Tanto Fatty como Larry se aplicaron de nuevo a cavilar. Por último, Fatty aventuró:
—Escuchad. ¿Creéis que es posible que por la noche alguien espere al tren aquí y se meta en un vagón vacío? Después en la estación de Peterswood, si tiene un billete kilométrico, nadie se entera de que no ha hecho todo el trayecto desde Londres.
—¡Creo que estás en lo cierto, Fatty! —exclamó Larry—. Me lo has quitado de la boca. Es muy posible que Hiccup hiciera lo mismo, esto es, simular la ida a Londres, volver a ocultarse en la zanja, dejando huellas tras sí: incendiar la villa, dirigirse a la vía del tren, aguardar allí hasta que el tren se detuviese, como acostumbra; subir a un vagón vacío, amparado en la oscuridad, y luego apearse en la estación más fresco que una lechuga, sabedor de que allí le aguardaba el chófer con el coche.

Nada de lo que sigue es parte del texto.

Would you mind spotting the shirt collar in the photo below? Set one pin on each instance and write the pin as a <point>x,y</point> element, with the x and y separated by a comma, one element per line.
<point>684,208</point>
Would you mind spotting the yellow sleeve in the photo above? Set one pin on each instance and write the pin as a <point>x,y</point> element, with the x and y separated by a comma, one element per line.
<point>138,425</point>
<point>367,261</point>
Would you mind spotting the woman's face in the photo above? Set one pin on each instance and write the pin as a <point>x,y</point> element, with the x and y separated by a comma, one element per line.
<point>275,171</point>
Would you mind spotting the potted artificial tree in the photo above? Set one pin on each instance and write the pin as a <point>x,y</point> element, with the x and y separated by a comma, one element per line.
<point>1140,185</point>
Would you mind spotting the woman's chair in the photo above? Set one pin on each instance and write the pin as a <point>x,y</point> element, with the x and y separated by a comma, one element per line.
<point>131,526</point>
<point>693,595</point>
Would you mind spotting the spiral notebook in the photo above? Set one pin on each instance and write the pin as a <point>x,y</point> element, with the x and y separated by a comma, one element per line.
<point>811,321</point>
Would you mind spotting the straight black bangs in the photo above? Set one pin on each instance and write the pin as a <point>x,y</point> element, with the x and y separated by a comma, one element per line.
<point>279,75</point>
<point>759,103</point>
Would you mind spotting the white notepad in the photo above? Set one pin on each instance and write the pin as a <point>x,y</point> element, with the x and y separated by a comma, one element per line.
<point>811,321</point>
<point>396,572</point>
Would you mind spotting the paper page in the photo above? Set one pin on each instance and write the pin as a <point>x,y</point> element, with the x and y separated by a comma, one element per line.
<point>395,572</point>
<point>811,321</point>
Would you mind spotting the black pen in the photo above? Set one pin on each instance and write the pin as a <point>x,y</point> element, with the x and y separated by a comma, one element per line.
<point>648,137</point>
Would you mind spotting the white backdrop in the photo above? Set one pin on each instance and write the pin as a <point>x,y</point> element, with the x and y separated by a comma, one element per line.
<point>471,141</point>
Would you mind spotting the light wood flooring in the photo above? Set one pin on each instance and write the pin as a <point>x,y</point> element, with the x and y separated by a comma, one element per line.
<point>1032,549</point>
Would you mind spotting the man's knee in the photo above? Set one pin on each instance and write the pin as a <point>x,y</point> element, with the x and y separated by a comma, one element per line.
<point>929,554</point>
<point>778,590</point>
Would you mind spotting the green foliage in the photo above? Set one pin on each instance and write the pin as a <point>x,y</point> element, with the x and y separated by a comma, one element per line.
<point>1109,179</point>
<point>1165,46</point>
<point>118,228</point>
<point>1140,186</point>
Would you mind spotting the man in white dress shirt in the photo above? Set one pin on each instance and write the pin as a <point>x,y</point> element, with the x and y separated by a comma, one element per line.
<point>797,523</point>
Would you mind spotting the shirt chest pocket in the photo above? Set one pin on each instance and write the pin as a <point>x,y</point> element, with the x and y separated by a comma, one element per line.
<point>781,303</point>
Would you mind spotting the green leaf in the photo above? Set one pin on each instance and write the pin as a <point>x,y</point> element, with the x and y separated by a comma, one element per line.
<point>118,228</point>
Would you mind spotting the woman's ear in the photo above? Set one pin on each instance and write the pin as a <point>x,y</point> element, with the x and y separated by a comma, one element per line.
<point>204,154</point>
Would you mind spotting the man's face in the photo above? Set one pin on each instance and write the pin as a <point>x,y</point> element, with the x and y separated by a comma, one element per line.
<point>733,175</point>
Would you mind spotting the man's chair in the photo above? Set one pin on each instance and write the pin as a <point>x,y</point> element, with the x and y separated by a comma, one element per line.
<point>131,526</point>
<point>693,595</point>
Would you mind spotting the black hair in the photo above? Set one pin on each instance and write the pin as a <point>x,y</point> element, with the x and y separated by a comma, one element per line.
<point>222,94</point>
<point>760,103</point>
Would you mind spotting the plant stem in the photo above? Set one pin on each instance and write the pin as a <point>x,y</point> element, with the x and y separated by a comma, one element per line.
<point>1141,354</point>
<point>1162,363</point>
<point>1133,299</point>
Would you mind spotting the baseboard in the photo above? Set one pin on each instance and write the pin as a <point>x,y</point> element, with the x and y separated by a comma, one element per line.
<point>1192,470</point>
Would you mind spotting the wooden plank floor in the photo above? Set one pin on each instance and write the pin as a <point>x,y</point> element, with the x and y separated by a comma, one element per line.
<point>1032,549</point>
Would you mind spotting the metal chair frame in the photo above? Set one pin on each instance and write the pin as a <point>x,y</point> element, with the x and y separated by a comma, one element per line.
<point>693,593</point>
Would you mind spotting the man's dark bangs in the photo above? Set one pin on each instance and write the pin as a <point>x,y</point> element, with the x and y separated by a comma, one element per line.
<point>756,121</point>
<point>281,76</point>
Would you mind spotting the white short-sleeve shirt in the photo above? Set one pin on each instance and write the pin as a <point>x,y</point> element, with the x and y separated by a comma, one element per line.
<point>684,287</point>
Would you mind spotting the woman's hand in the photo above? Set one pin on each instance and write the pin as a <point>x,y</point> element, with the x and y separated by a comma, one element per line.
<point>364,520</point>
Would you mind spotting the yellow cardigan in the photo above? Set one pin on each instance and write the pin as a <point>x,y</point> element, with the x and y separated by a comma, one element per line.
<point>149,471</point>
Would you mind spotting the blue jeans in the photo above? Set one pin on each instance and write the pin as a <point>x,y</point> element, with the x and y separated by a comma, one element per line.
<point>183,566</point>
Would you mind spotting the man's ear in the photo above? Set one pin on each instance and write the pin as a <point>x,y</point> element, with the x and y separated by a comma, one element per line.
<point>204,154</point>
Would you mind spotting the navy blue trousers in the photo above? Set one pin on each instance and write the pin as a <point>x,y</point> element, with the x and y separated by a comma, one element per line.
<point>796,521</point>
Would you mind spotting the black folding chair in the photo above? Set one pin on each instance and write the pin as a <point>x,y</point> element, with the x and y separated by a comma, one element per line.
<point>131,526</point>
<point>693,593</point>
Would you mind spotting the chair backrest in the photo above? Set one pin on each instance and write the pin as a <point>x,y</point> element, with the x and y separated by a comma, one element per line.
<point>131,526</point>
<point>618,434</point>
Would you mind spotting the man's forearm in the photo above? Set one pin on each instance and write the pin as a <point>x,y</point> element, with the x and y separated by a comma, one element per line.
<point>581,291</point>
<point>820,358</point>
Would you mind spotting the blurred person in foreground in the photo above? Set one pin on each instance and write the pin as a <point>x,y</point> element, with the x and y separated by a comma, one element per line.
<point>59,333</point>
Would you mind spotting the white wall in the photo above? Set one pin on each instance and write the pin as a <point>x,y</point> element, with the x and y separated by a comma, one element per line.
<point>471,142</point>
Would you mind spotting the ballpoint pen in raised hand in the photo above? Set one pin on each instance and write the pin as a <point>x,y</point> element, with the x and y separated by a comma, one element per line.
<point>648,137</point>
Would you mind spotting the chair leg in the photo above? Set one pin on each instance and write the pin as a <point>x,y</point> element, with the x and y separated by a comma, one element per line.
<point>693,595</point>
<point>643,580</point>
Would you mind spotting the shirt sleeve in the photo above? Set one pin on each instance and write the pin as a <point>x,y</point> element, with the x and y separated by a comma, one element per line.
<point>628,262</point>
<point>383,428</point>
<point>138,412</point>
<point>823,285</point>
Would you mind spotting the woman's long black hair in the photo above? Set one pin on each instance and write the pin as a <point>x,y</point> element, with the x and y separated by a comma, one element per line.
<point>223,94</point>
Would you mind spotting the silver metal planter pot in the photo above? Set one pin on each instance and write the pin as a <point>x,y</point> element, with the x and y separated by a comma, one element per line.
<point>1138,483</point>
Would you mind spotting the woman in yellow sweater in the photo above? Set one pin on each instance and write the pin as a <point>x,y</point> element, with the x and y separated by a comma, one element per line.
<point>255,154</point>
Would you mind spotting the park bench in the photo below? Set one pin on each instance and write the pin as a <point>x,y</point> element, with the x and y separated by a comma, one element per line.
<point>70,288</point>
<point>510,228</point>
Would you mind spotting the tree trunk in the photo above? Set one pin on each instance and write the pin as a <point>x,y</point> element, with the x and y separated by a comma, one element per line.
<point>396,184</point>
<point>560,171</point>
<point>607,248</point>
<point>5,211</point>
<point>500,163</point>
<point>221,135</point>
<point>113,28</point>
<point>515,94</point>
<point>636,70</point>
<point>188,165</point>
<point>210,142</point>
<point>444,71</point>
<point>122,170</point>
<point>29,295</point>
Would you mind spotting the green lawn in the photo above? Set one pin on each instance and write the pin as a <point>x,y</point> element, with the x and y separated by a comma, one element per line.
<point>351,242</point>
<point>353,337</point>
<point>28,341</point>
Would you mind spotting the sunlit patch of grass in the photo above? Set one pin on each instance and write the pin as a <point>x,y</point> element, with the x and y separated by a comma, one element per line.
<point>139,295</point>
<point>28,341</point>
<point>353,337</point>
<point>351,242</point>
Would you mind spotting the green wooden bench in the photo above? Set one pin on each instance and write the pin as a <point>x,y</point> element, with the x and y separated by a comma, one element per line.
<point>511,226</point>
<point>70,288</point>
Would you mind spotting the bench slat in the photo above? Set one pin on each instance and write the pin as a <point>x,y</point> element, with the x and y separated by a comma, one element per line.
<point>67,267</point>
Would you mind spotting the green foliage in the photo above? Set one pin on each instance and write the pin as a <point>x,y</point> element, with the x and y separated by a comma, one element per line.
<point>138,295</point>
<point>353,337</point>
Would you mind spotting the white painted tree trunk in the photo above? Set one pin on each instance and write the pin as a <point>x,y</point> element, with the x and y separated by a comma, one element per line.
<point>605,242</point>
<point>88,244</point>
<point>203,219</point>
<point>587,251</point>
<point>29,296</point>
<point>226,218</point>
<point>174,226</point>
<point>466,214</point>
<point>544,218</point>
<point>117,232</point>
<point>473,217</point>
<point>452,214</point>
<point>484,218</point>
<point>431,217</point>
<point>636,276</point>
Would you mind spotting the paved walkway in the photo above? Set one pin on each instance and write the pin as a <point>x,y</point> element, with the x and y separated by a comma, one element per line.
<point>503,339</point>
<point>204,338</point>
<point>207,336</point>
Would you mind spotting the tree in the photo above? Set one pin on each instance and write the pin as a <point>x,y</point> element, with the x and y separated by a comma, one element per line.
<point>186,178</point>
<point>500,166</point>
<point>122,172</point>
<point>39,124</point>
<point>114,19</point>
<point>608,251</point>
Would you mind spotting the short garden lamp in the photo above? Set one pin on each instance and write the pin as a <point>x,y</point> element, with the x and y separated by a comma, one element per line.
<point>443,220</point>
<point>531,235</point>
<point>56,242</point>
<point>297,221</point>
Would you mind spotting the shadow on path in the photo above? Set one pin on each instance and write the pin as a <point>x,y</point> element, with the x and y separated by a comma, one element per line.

Cuanto más lo pensaban, más convencidos estaban los niños de la posible artimaña del señor Hick, al que consideraban capaz de todo.
—Al fin y al cabo —comentó Bets—, a un hombre que falta a sus promesas le creo capaz de «cualquier» cosa, lo que se dice de «cualquier» cosa.
—¿Qué hace «Buster»? —exclamó Fatty al oír unos excitados gruñidos del perrito, procedentes del grupo de árboles que tenían a sus espaldas—. ¡«Buster»! ¡«Buster»! ¿Qué sucede? ¿Has encontrado un conejo?
«Buster» reapareció arrastrando algo negro y lodoso.
—¿Qué «lleva»? —murmuró Bets.
Todos posaron la vista en el extraño objeto.
—¡Es un zapato viejo! —profirió Daisy riendo—. ¿Qué haces con ese zapato, «Buster»?
El perrito se acercó a Bets, y depositando el zapato a sus pies, levantó los ojos a ella sin cesar de menear el rabo, como si quisiera decirle algo. Entonces Bets, tomando el zapato, le dio media vuelta y exclamó:
—¡«Mirad»! ¡Por fin tenemos el verdadero zapato! ¡El que marcó las huellas!
Poco faltó para que los demás se cayeran de la valla con la excitación. Bets tenía toda la razón. ¡Era el «zapato!»
—«Buster» siguió las pisadas y recordaba su olor, y al husmear el zapato escondido ahí, lo ha reconocido por el olfato —explicó Bets—. ¡Por eso «me» lo ha traído! Seguimos las huellas juntos, ¿recordáis? ¡Ah, y ahora comprendo por qué anduvo husmeando con tanta insistencia los zapatos del señor Hick mientras yo hablaba con él! ¡Claro! ¡Olfateaba el mismo olor!
—¡Eres un perro listísimo! —ensalzó Fatty, acariciando a «Buster»—. ¿Dónde está el otro zapato, amigo? Anda, ¡búscalo, búscalo!